The U. N. Participation Act was the LAW permit­ting the President to ACCEPT AND CARRY OUT the decisions of the Security Council. No national or state law can interfere with the enforcement of any Security Council decree. Note the opening words of Section 5, which are repeated in Section 7:

"Notwithstanding the provisions of ANY OTHER LAW."
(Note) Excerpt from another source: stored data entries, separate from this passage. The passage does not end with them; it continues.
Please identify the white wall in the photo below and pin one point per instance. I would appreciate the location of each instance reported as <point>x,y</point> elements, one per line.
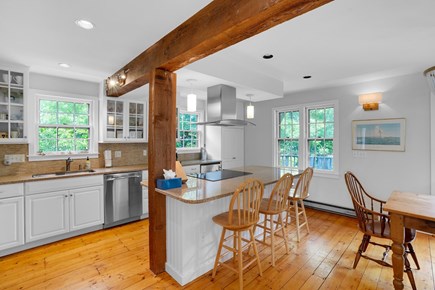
<point>381,172</point>
<point>63,85</point>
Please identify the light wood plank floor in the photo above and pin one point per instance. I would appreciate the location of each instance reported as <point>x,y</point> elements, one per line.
<point>118,259</point>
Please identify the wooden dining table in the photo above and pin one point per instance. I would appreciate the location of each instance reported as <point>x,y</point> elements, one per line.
<point>408,210</point>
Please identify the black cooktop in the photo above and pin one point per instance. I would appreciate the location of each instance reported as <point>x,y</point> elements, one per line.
<point>219,175</point>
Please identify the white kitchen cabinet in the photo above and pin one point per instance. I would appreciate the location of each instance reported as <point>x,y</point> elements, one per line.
<point>13,90</point>
<point>55,207</point>
<point>86,207</point>
<point>145,200</point>
<point>47,215</point>
<point>191,169</point>
<point>12,222</point>
<point>124,121</point>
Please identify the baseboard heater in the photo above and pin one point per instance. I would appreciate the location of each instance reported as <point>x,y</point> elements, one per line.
<point>330,208</point>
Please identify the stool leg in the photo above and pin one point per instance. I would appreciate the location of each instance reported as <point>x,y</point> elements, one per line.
<point>218,254</point>
<point>305,216</point>
<point>255,251</point>
<point>283,233</point>
<point>296,207</point>
<point>272,240</point>
<point>264,227</point>
<point>287,215</point>
<point>234,245</point>
<point>240,260</point>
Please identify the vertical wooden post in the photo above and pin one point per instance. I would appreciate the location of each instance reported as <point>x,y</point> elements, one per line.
<point>161,145</point>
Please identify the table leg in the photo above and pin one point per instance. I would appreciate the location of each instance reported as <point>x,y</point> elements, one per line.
<point>398,236</point>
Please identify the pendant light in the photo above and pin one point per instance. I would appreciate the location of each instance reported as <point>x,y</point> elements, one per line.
<point>191,98</point>
<point>250,108</point>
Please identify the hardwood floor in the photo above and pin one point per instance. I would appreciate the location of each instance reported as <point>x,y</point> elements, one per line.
<point>117,258</point>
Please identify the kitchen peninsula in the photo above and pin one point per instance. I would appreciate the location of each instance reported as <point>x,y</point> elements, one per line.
<point>192,237</point>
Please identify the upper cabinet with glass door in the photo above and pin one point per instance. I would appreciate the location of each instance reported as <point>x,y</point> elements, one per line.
<point>124,121</point>
<point>12,96</point>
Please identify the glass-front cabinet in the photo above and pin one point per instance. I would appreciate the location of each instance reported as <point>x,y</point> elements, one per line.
<point>12,96</point>
<point>124,121</point>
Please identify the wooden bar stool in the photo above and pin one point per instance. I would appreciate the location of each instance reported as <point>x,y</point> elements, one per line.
<point>242,216</point>
<point>274,206</point>
<point>296,201</point>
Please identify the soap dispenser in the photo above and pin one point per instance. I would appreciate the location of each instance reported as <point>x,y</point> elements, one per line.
<point>88,163</point>
<point>203,153</point>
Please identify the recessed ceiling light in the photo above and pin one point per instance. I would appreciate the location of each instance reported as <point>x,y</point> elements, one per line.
<point>65,65</point>
<point>85,24</point>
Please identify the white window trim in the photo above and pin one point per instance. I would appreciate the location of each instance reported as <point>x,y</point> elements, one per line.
<point>200,130</point>
<point>303,113</point>
<point>36,95</point>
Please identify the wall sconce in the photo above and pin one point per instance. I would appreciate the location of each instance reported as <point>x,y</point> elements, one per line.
<point>250,108</point>
<point>118,80</point>
<point>370,102</point>
<point>430,75</point>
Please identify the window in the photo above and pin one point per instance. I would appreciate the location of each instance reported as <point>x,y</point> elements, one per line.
<point>306,135</point>
<point>188,135</point>
<point>64,125</point>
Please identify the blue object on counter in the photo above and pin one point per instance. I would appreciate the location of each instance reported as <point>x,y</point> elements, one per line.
<point>168,183</point>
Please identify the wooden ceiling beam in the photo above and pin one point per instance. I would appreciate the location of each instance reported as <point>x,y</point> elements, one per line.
<point>219,25</point>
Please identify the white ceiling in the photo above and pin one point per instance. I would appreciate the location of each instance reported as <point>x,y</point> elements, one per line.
<point>343,42</point>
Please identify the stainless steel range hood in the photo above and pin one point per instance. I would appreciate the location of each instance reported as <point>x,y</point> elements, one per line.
<point>221,107</point>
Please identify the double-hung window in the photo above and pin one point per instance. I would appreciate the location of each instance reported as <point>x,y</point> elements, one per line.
<point>187,131</point>
<point>65,126</point>
<point>307,135</point>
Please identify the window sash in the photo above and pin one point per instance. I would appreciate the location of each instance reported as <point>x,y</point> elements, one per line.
<point>323,160</point>
<point>181,132</point>
<point>73,144</point>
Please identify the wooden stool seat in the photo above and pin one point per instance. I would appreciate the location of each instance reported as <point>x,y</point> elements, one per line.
<point>264,207</point>
<point>272,208</point>
<point>242,216</point>
<point>296,196</point>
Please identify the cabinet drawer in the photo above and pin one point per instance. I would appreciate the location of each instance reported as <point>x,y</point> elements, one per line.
<point>191,169</point>
<point>63,184</point>
<point>11,190</point>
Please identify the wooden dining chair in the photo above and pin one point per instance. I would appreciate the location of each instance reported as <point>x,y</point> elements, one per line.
<point>296,206</point>
<point>272,208</point>
<point>373,222</point>
<point>243,215</point>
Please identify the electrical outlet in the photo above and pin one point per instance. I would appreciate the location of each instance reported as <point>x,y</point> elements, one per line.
<point>14,158</point>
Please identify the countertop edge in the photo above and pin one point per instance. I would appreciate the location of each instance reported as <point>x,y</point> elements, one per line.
<point>10,179</point>
<point>189,201</point>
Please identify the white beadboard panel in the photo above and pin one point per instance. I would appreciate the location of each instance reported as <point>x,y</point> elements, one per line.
<point>193,238</point>
<point>63,184</point>
<point>11,190</point>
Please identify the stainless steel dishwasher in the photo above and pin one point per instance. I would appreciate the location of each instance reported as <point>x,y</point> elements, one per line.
<point>123,198</point>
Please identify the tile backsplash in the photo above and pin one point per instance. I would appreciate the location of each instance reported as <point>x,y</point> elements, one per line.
<point>131,154</point>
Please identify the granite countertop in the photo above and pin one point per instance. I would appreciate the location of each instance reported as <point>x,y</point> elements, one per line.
<point>199,162</point>
<point>200,191</point>
<point>98,171</point>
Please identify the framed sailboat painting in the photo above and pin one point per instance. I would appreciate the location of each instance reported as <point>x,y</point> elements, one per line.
<point>379,134</point>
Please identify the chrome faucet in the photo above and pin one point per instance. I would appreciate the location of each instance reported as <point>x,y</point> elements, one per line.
<point>68,164</point>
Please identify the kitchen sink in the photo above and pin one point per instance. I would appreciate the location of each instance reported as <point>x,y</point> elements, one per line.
<point>62,173</point>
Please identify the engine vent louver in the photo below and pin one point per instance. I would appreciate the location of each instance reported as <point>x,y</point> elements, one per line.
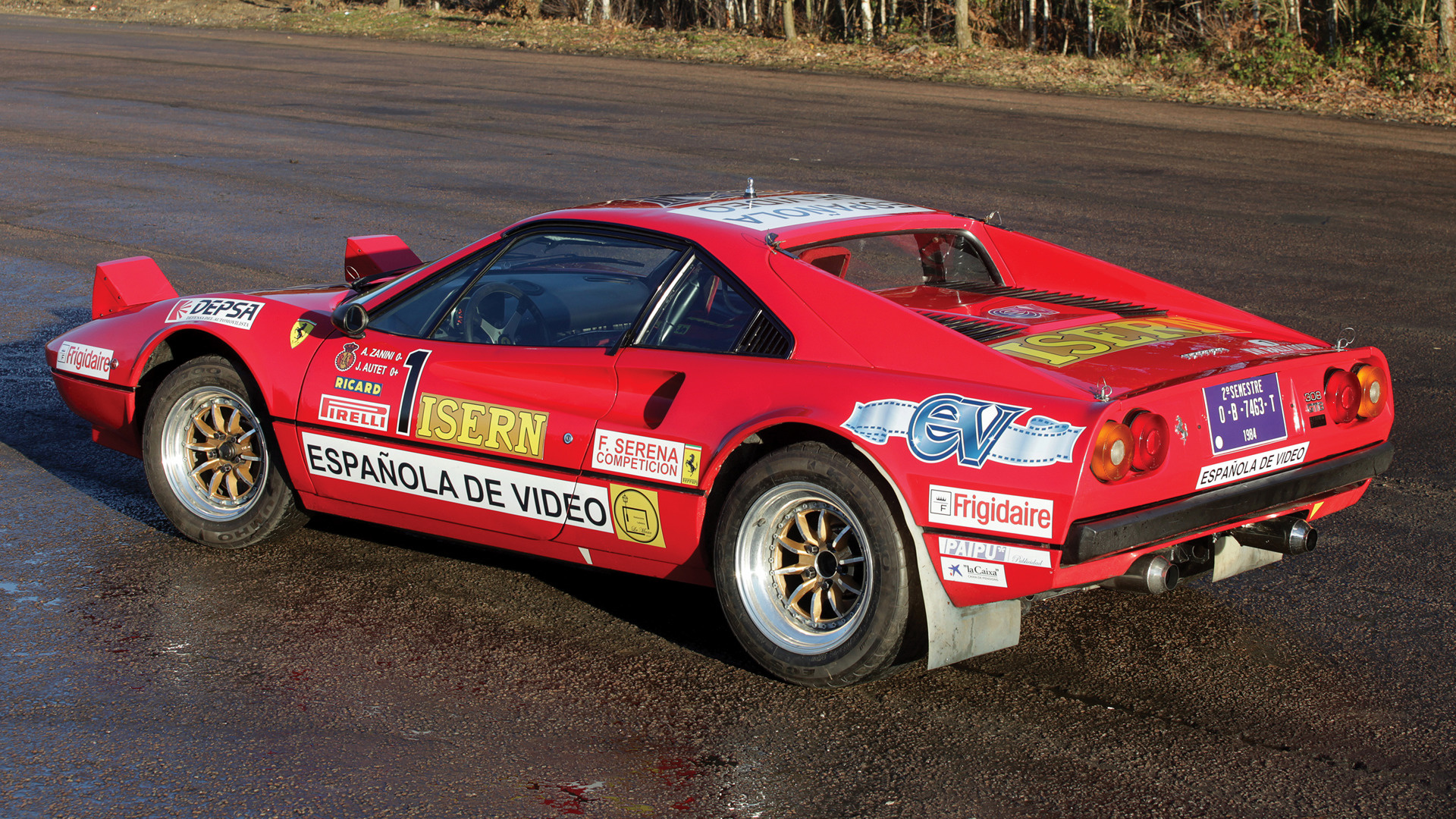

Indicative of the fraud and outlawry of the whole United Nations system is the frank and open violation in Viet-Nam, with the tacit approval of the U. N., of Section 7 (a), par. (1):

(a), par. (1):

"The detail to the United Nations under such terms and conditions as the President shall determine, of personnel of the armed forces of the United States to serve as observers, guards, or in any non-combat­ant capacity, but in no event shall a total of one thousand of such personnel be so detailed at any one time."

A later Chapter of this book will be devoted to Viet-Nam and our "solemn commitments" under the SEATO treaty. We point out here, that there were many times one THOUSAND men "at any one time," acting as "guards" and "observers" in Viet-Nam, before it was conceded that we were in a war.